While wind power is a distinctive direction to go for, it is still necessary to examine the

rationale behind such investing mania, and this thesis analyzes the issue by collectively

investment modeling.

For investment analysis, it is necessary to first identify the relevant market

background before inferring to any analytical model. Chapter 2 identifies a number of

wind power investment scenarios in accordance to modern electricity market regime,

primarily American and European structures. Among them, two main scenarios are

investigated and modeled subsequently: fixed tariff wind power project invested by

independent power producer and wind power project undertaken by utility. It has to be

emphasized that different market scenarios would lead to different modeling

methodologies for best representing the reality.

Wind power is intermittent and uncertain. One way to describe the probabilistic

energy production is by statistical characterization of wind power in a period of time.

Chapter 3 presents a standalone analytical model of the wind power probability

distribution and its higher order statistics. Large-scale deployment of wind power would

influence power system in unprecedented ways. High penetration wind power poses a

need of refinement to existing methodologies on production costing and reliability

evaluation. The applications of the probabilistic wind power model to these topics are

outlined in this chapter.

In Chapter 4, investment of fixed tariff wind power project is analyzed. Operation

of wind farm is very passive and as long as wind keeps blowing, such wind power

investment has minimal risk in annual revenue. The low-risk profile facilitates debt

financing. This leads to the attempt to manipulate the project capital structure to

maximize the project levered value. Yet the default probability is raised and associated

with a subjective value of default probability there is a value-at-risk debt level. I therefore

propose an optimization formulation to maximize the wind power project valuation with

debt as decision variable subject to the value-at-risk debt constraint.

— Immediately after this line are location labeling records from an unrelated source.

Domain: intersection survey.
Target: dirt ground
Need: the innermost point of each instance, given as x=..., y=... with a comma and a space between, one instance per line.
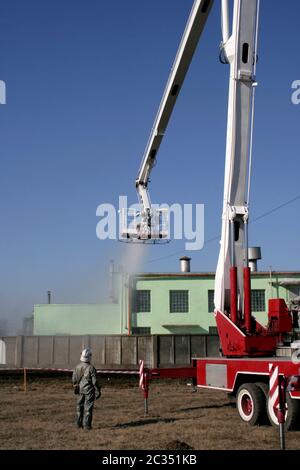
x=43, y=418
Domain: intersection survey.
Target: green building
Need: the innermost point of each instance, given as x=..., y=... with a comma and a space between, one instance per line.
x=160, y=303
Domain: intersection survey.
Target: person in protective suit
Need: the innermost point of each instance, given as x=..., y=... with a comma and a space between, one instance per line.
x=84, y=379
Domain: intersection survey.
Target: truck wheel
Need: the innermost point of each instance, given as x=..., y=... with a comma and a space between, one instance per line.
x=292, y=417
x=251, y=403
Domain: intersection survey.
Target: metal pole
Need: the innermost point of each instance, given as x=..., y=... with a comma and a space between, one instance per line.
x=225, y=21
x=281, y=434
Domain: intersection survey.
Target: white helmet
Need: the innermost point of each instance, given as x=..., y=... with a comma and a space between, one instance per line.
x=86, y=355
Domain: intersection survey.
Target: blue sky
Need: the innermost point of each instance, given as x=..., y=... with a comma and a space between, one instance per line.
x=84, y=80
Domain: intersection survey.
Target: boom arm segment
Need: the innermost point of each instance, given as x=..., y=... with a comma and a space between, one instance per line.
x=191, y=36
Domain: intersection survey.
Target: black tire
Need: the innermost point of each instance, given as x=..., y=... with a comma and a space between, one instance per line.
x=292, y=418
x=251, y=404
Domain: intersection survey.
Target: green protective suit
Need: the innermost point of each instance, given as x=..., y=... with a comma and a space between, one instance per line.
x=85, y=376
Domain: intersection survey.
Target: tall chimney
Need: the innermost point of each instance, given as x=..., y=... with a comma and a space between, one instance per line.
x=254, y=254
x=185, y=264
x=111, y=281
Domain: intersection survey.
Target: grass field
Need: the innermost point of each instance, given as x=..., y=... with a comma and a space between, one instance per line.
x=43, y=418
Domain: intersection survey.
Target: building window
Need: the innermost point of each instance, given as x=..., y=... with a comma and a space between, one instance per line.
x=141, y=330
x=179, y=301
x=143, y=302
x=258, y=300
x=210, y=298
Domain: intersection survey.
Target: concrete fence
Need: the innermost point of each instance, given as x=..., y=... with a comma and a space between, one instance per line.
x=109, y=352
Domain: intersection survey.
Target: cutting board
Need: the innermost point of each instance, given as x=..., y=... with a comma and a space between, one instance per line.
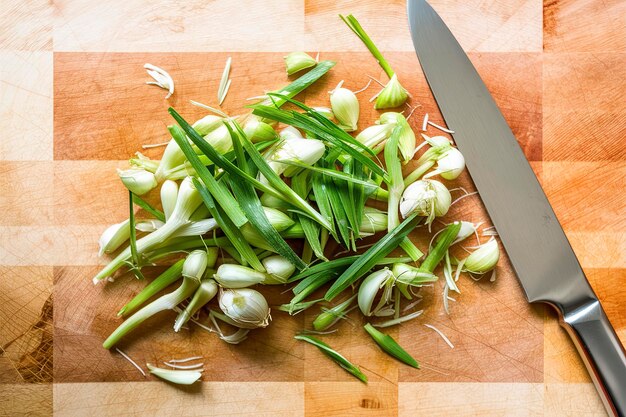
x=509, y=358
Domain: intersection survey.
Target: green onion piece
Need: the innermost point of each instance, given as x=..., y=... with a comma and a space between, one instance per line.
x=336, y=265
x=390, y=346
x=301, y=83
x=396, y=184
x=300, y=184
x=367, y=260
x=358, y=30
x=277, y=183
x=325, y=130
x=251, y=205
x=133, y=238
x=230, y=230
x=221, y=194
x=330, y=316
x=147, y=207
x=169, y=276
x=334, y=355
x=166, y=302
x=175, y=376
x=331, y=173
x=220, y=160
x=443, y=242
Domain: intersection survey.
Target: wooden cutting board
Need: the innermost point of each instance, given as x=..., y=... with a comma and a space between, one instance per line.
x=509, y=358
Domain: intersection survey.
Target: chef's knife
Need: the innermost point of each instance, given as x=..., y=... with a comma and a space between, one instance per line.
x=532, y=236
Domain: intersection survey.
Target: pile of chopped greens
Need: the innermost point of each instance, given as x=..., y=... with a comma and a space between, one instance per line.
x=254, y=200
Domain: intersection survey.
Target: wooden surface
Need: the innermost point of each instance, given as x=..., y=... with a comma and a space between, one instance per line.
x=73, y=107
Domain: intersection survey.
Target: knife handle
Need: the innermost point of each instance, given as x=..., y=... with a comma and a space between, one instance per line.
x=602, y=353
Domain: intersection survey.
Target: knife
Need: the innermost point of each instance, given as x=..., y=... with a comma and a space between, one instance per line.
x=530, y=232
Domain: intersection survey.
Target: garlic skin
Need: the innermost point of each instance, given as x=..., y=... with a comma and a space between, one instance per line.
x=246, y=307
x=410, y=275
x=406, y=139
x=345, y=107
x=161, y=79
x=370, y=287
x=113, y=237
x=428, y=198
x=392, y=95
x=237, y=276
x=375, y=135
x=449, y=165
x=138, y=181
x=483, y=259
x=297, y=61
x=278, y=269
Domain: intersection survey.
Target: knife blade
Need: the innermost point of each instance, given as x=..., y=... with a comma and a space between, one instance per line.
x=534, y=240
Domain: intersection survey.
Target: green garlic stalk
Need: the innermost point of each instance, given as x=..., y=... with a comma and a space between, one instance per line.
x=171, y=275
x=187, y=202
x=393, y=94
x=193, y=270
x=297, y=61
x=330, y=316
x=205, y=293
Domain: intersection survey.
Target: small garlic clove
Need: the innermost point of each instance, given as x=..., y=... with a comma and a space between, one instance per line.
x=113, y=237
x=370, y=287
x=392, y=95
x=345, y=106
x=138, y=181
x=237, y=276
x=483, y=259
x=246, y=307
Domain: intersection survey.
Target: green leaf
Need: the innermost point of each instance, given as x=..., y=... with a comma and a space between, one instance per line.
x=367, y=261
x=251, y=205
x=171, y=275
x=147, y=207
x=308, y=122
x=221, y=194
x=390, y=346
x=334, y=355
x=331, y=173
x=300, y=184
x=302, y=83
x=278, y=188
x=231, y=231
x=133, y=238
x=220, y=160
x=358, y=30
x=443, y=242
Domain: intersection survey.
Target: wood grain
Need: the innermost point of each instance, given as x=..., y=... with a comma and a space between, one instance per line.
x=585, y=26
x=470, y=399
x=583, y=117
x=91, y=110
x=26, y=25
x=26, y=105
x=504, y=26
x=167, y=25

Apart from independent wind power producers, many policy and market factors

driving wind power development are actually put on the utility side, e.g. Renewable

Portfolio Standard (Renewable Energy Target) in U.S. (Europe) and Green Power

Programs. It implies that utility has to have wind power (or other renewable) capacity

ready by a certain date. In practice, utility may take action earlier if conditions are

favorable or optimal. The conditions considered here are fossil fuel prices or in more

general setting, electricity contract prices. Define the total fuel cost saving from

conventional units as the benefit of wind power. If fuel prices are high enough,

substituting load demand by wind energy is profitable, vice versa. The investment

decision is analogous to premature exercising of an American option, in which the wind

power project is modeled as real option. Chapter 5 offers detailed formulation of this idea.